Evaluating if a tic-tac-toe configuration is a win


#1

Does anyone know of an easy way to tell if an a two dimensional array is a tic-tac-toe victory? Ie. if we let 1s represent player 1, -1s represent player 2 and 0s are empty tiles then

 1 -1  0 
 1 -1 -1 
 1  0  0 

is a win for player 1. I’d basically want a simple, fast function that returns true if a configuration is a win and false if not. Right now, the only thing I could think of is

function winq(board::Array{Int, 2}, player::Int)
    combos = [[1, 2, 3],
              [4, 5, 6],
              [7, 8, 9],
              [1, 4, 7],
              [2, 5, 8],
              [3, 6, 9],
              [1, 5, 9],
              [3, 5, 7]];
    bools = board .== player
    for combo in combos
        if [bools[i] for i in combo] == [true, true, true]
            return true
        end
    end
    return false
end

now if the above array is tile, then winq(tile, +1) == true and likewise, winq(tile, -1) == false

But I feel that there’s probably a way better way than explicitly writing out all the combos of indices that need to be checked for a victory. Does anyone have any suggestions using some array magic? I’d like this to be somewhat performant.


#2

Test whether any summation of rows/columns/diagonals is equal to 3*player?


#3

These assume players are 1 and -1 as in your example, not 1 and 2 as in your description.
Array magic:

function winq2(A, player)
    B = [1 1 1 0 0 0 0 0 0
         0 0 0 1 1 1 0 0 0
         0 0 0 0 0 0 1 1 1
         1 0 0 1 0 0 1 0 0
         0 1 0 0 1 0 0 1 0
         0 0 1 0 0 1 0 0 1
         1 0 0 0 1 0 0 0 1
         0 0 1 0 1 0 1 0 0]
    return any(B * vec(A) .== 3 * player)
end

Speed:

function winq3(A, player)
    win = 3 * player
    @inbounds A[1] + A[2] + A[3] == win && return true
    @inbounds A[4] + A[5] + A[6] == win && return true
    @inbounds A[7] + A[8] + A[9] == win && return true
    @inbounds A[1] + A[4] + A[7] == win && return true
    @inbounds A[2] + A[5] + A[8] == win && return true
    @inbounds A[3] + A[6] + A[9] == win && return true
    @inbounds A[1] + A[5] + A[9] == win && return true
    @inbounds A[3] + A[5] + A[7] == win && return true
    return false
end

#4

Whoops, fixed the typo, thanks.

Thanks for the examples!
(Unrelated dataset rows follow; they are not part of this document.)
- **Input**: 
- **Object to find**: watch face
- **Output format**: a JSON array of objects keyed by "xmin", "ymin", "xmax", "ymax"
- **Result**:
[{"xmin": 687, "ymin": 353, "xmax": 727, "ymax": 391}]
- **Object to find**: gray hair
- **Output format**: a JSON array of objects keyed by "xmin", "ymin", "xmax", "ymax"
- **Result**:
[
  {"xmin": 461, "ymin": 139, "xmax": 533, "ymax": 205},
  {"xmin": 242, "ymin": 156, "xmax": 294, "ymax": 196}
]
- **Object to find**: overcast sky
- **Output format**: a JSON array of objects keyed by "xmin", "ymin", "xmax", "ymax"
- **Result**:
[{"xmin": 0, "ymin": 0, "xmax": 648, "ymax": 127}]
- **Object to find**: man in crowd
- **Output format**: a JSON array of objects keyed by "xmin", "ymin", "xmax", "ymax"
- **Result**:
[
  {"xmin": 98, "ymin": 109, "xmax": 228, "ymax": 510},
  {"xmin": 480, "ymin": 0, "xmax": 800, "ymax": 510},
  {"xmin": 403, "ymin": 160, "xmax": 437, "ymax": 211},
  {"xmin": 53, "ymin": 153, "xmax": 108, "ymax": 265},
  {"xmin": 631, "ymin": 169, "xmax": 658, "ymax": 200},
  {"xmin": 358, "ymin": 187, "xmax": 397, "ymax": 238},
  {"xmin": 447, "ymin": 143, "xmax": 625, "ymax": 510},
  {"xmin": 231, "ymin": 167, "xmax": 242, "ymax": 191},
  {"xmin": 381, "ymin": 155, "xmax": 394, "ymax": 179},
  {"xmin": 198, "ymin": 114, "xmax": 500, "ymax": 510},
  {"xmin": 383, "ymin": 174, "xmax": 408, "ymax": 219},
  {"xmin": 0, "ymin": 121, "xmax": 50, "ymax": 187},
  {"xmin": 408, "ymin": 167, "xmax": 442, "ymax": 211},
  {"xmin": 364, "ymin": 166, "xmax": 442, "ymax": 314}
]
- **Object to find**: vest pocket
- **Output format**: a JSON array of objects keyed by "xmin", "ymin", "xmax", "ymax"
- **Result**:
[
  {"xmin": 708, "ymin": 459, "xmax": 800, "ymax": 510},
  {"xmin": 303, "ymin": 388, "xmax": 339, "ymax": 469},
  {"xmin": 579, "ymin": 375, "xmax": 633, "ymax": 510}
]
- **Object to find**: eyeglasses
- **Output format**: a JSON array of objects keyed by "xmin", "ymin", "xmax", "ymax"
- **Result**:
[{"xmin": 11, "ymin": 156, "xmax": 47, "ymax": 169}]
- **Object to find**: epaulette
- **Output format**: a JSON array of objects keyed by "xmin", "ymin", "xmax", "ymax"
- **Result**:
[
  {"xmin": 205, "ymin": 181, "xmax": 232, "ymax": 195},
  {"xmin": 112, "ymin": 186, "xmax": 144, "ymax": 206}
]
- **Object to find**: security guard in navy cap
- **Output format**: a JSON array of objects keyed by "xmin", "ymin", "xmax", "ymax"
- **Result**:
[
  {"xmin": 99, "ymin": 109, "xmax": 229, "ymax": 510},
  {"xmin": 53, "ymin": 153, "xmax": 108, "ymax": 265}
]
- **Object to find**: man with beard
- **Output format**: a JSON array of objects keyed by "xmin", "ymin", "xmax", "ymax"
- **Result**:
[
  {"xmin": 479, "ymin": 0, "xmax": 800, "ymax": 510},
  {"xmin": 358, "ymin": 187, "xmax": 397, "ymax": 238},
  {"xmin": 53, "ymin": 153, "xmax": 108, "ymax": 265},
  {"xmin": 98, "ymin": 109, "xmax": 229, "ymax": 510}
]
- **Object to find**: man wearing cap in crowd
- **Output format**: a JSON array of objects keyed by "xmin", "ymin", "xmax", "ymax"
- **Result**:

I was thinking that there might be some fancy way of doing it fast without explicitly writing out the combinations of indices to check by hand (ie. imagine if instead, this was a 10x10 board) but that’s fine as I’m not dealing with a bigger board (… at least not yet).


#5

Nothing magic, more of first principles, but this should work for arbitrary size (untested though).

function winq4(A, player)
    N = size(A, 1)
    @assert size(A, 2) == N
    win = N * player
    any(sum(A, 1) .== win) && return true
    any(sum(A, 2) .== win) && return true
    sum(A[i, i] for i = 1:N) == win && return true
    sum(A[i, N + 1 - i] for i = 1:N) == win && return true
    return false
end

If you want it to be really fast you should look into meta-programming of a generalization of winq3, but that’s far more advanced.


#6

Fastest way? Compute the answer any way you want for every possible game (e.g. using winq3 above) and then store the results in a matrix with the index corresponding to the binary A for each player or a vector with the trinary index for the board. :wink:


#7

it doesn’t take very long to determine that a game is not a win. A faster algorithm would probably loop through each row and column and quit as soon as you see something that isn’t the first element of that row or column.